Federal prosecutors charged Santos on 10 new criminal counts shortly after Marks entered a plea deal, accusing the congressman of inflating his campaign finance reports and charging donors’ credit cards without authorization.
The superseding indictment brought the total charges against Santos to 23. In May, he was charged on 13 counts of misleading donors, fraudulently receiving unemployment benefits and lying on House financial disclosures.
Santos pleaded not guilty to all charges and has remained defiant in the face of growing legal troubles, reiterating as recently as last week that he has no plans to resign.
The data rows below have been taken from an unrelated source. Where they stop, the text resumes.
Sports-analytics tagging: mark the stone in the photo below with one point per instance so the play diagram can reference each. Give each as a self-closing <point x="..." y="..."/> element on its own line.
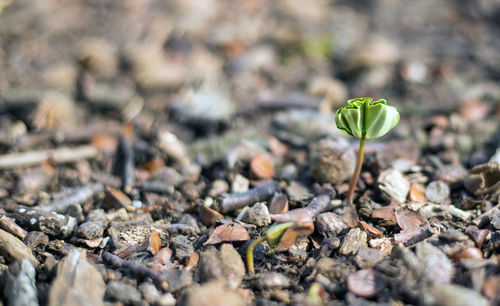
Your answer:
<point x="330" y="224"/>
<point x="393" y="185"/>
<point x="183" y="247"/>
<point x="368" y="257"/>
<point x="124" y="293"/>
<point x="77" y="282"/>
<point x="258" y="215"/>
<point x="438" y="192"/>
<point x="225" y="265"/>
<point x="14" y="249"/>
<point x="353" y="241"/>
<point x="333" y="161"/>
<point x="212" y="293"/>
“Three points of clarification: 1. I have not cleared out my office. 2. I’m not resigning. 3. I’m entitled to due process and not a predetermined outcome as some are seeking. God bless!” he wrote last week on X, the platform formerly known as Twitter.
The New York Republicans tore into Santos during debate on the House floor Wednesday, dubbing him a fraud, calling him a “stain on the institution” and compelling their colleagues to take action against the embattled lawmaker.
Santos was the only individual to speak against the expulsion resolution during debate on Wednesday. But in an odd twist, he yielded Rep. Dan Goldman (D-N.Y.) floor time during debate, which the New York Democrat used to sharply criticize Santos.
Santos said he gave time to Goldman “because I believe that everybody should have a say.”
“I knew he was gonna go up there and support it. But he asked me for the time and I gave it to him. And I would have given it to anybody,” he added. “You know what? I’m not scared of the process. I will face the music; I will face the process. I’ve been doing it for 10 months. … I don’t run away from this process.”
Goldman also took aim at the New York Republicans for forcing a vote on the resolution after voting to table the Santos expulsion measure in May, which Goldman co-sponsored. Goldman accused them of moving on their resolution now out of fear of political retribution. D’Esposito responded by pointing to the superseding indictment.
Mike Lillis contributed. Updated at 9:45 p.m. E.T.